Tak hanya dia, member lain sepertinya juga merasakan hal yang sama. Malah mereka tampak lebih semangat mengumpat dan memaki-maki wartawan yang secara tidak langsung mengungkit masalah yang mereka hindari. Meski hal ini sudah mereka duga sebelumnya, tetap saja menyebalkan.
Malik terlihat paling ‘kepanasan’ karena walaupun pertanyaan tadi ditujukan untuk Sebastian, tatapan wartawan itu justru tertuju padanya. Sampai-sampai Tio mesti merangkul pundaknya dan berulang kali menekankan untuk tenang. Awan juga turut membantu dengan menawarkan sebotol air mineral agar lelaki itu mau duduk dan berhenti tantrum. Sementara Bagas, dia hanya sibuk bermain ponsel dan sesekali mencuri pandang pada Sebastian yang duduk di seberang mereka.
Tak berselang lama, Dewa dan Lea menghampiri mereka dan menyuruh untuk berkumpul di tengah. Sontak para stylist dan MUA meninggalkan ruangan. Lelaki yang sejak tadi sibuk berurusan dengan media itu lantas menaruh ponselnya di atas meja. Seketika kelima personil The Lost Seventeen menunduk, membaca apa yang tertera pada layar.
Ternyata, tagar #HelloAgainTheLostSeventeen dan #SebastianTheLostSeventeen tengah merajai trending X.
Sebastian refleks tersenyum. “Responsnya sesuai harapan, nggak, Bang?” tanyanya hati-hati.
“Sejauh ini … di luar ekspektasi malah. Congrats, ya.”
“Thanks, Bang,” ucap Sebastian semringah. Dia lantas beralih menatap Tio dan yang lain. “Makasih juga, ya, buat kalian.”
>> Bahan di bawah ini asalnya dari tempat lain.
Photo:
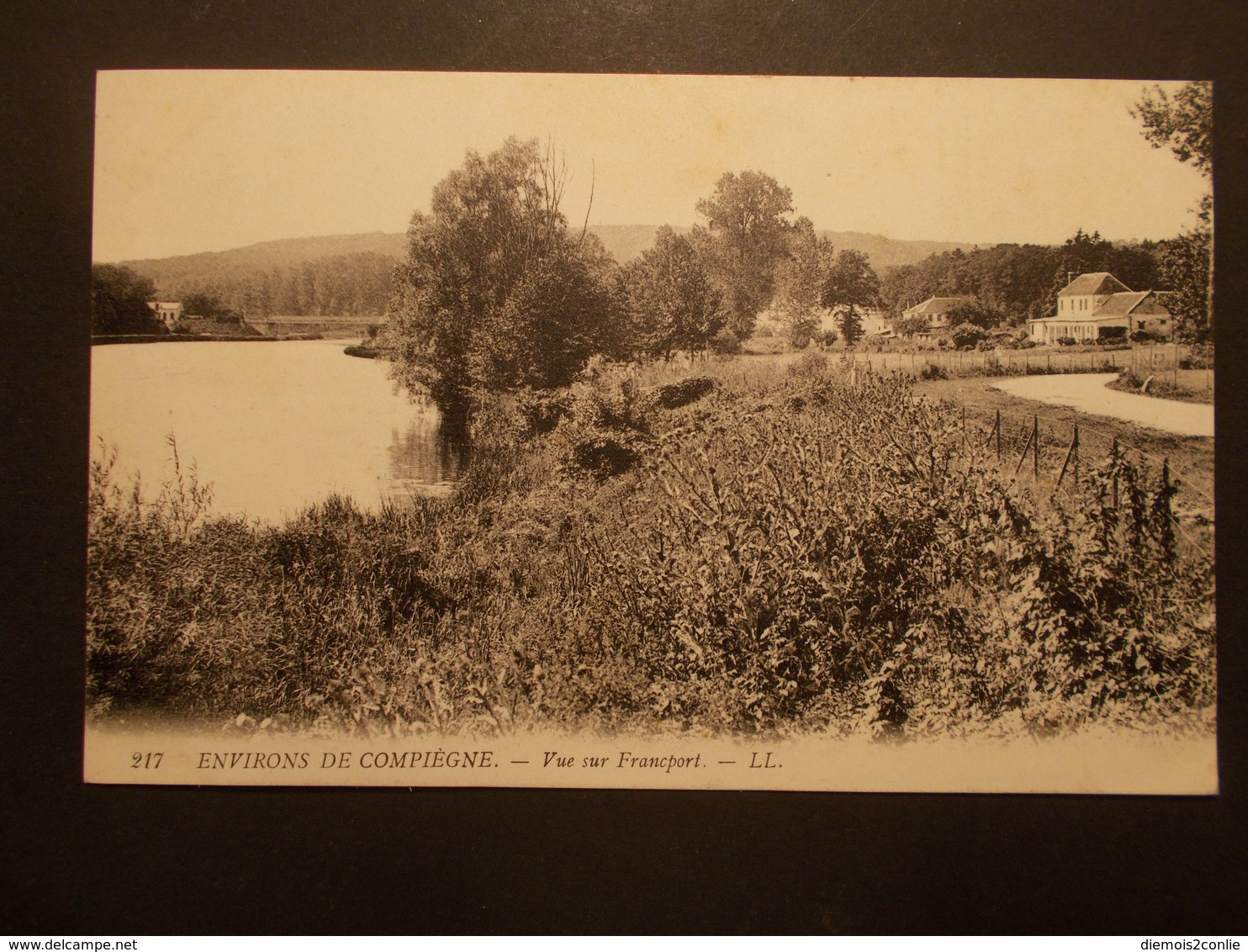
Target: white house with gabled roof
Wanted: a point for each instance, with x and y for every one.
(169, 312)
(1096, 306)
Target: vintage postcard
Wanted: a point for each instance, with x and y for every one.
(619, 431)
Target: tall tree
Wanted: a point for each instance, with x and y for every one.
(674, 304)
(1185, 123)
(493, 292)
(744, 240)
(850, 286)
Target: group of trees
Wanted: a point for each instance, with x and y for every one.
(498, 292)
(1013, 283)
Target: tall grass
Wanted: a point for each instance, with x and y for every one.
(815, 552)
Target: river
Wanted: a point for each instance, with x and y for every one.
(272, 426)
(1087, 392)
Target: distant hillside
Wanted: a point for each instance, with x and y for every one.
(342, 275)
(628, 241)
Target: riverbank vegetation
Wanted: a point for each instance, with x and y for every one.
(802, 552)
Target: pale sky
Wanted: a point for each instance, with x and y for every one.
(190, 161)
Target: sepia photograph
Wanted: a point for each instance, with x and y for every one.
(652, 431)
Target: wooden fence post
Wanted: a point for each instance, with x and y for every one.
(1113, 468)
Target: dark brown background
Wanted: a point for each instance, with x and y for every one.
(111, 859)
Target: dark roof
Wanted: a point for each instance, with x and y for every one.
(1097, 283)
(1121, 304)
(936, 304)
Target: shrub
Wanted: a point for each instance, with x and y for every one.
(725, 342)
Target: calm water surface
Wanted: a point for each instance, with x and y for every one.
(271, 426)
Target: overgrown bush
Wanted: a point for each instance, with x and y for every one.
(814, 557)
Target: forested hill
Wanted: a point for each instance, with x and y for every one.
(351, 273)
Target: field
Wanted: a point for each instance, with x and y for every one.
(758, 546)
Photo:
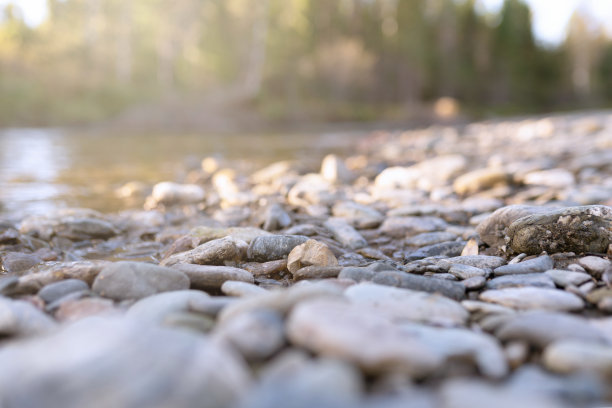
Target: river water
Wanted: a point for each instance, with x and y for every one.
(45, 169)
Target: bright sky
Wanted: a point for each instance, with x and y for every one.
(550, 17)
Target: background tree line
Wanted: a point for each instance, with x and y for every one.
(292, 59)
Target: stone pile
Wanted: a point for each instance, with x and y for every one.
(444, 267)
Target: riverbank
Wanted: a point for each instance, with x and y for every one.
(440, 267)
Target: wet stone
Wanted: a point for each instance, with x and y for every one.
(273, 247)
(539, 264)
(539, 280)
(572, 229)
(134, 280)
(56, 290)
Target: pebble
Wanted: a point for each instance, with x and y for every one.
(134, 280)
(216, 252)
(569, 356)
(56, 290)
(273, 247)
(539, 280)
(344, 233)
(571, 229)
(111, 354)
(212, 277)
(310, 253)
(539, 264)
(534, 298)
(453, 290)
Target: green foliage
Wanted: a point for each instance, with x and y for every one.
(290, 59)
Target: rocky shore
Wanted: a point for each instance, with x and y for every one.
(443, 267)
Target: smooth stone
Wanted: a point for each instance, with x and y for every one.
(493, 229)
(273, 247)
(569, 356)
(77, 309)
(212, 277)
(539, 280)
(539, 264)
(311, 252)
(572, 229)
(430, 238)
(317, 272)
(344, 233)
(481, 179)
(276, 218)
(542, 328)
(155, 308)
(239, 289)
(407, 305)
(534, 298)
(466, 271)
(564, 278)
(256, 335)
(453, 290)
(112, 353)
(400, 227)
(134, 280)
(56, 290)
(20, 318)
(19, 263)
(357, 215)
(169, 193)
(452, 249)
(478, 261)
(595, 265)
(216, 252)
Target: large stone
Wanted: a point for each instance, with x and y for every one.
(534, 298)
(273, 247)
(572, 229)
(107, 363)
(220, 251)
(212, 277)
(309, 253)
(135, 280)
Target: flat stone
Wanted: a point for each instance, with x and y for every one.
(400, 227)
(239, 288)
(56, 290)
(19, 263)
(466, 271)
(564, 278)
(478, 261)
(539, 280)
(256, 335)
(539, 264)
(317, 272)
(595, 265)
(452, 248)
(134, 280)
(534, 298)
(111, 354)
(569, 356)
(572, 229)
(273, 247)
(211, 277)
(453, 290)
(344, 233)
(408, 305)
(20, 318)
(155, 308)
(541, 328)
(310, 253)
(216, 252)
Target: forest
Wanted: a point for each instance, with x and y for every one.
(293, 60)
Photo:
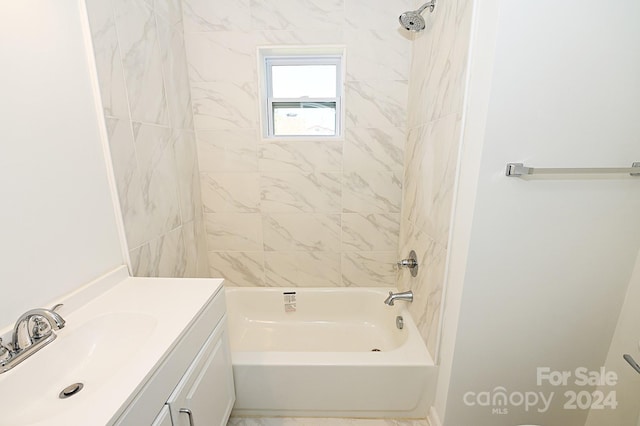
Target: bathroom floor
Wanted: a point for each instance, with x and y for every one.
(295, 421)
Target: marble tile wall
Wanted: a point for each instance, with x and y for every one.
(436, 88)
(142, 71)
(300, 212)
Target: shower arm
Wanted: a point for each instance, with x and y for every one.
(431, 5)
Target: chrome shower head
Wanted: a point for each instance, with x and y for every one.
(413, 20)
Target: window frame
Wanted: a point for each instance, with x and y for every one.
(300, 60)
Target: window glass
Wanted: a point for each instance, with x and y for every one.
(300, 81)
(303, 95)
(304, 118)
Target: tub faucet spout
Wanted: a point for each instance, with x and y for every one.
(405, 295)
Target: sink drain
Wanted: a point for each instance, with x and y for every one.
(70, 390)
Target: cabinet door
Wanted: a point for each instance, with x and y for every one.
(164, 418)
(205, 395)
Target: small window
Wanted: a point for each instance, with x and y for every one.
(303, 95)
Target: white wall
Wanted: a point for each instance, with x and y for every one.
(548, 260)
(58, 222)
(626, 340)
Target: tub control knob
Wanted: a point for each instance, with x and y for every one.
(411, 263)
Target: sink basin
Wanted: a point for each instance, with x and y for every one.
(88, 353)
(119, 331)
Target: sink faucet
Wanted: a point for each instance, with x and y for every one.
(406, 296)
(23, 337)
(33, 331)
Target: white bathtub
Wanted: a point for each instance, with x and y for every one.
(339, 354)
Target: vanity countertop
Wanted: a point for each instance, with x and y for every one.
(118, 331)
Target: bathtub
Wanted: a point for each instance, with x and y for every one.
(326, 352)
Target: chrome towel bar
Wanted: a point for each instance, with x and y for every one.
(519, 169)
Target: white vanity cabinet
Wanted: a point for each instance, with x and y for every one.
(205, 395)
(164, 418)
(194, 384)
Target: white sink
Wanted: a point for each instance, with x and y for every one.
(87, 353)
(112, 343)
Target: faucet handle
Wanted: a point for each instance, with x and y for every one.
(41, 327)
(5, 353)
“Iya, sama-sama,” jawab Tio, yang diikuti senyum kecil secepat kilat dari Awan dan Bagas.
Sedangkan Malik, dia hanya mengangguk sekenanya. “Ini udah, kan? Boleh balik sekarang, nggak? Gue capek banget.”
Euforia Sebastian langsung berakhir begitu saja. Raut mukanya langsung berubah 180 derajat seiring dengan pergantian suasana itu.
“Boleh, jangan lupa beresin kamar Ryan, ya. Entar malam sekitar jam delapan gue bakal antar Bas ke Band House.Mulai hari ini, kalian berlima tinggal bareng.”
“Hah?” seru keempat personil The Lost Seventeen itu bersamaan, sementara Sebastian bereaksi biasa saja karena dia sudah diberitahu sebelumnya. Sepertinya memang hanya dia yang tahu ‘berita’ ini.
“Have fun, ya. Nggak usah ‘main’ macem-macem. Kalau sampai gue dapet aduan yang kagak-kagak, awas aja!” ucap Dewa sambil menepuk bahu Tio. Kemudian dia berlalu, menyisakan kelima member yang kini ditemani keheningan ekstrem.
Gosh, apa lagi kali ini? Sebastian menepuk jidat.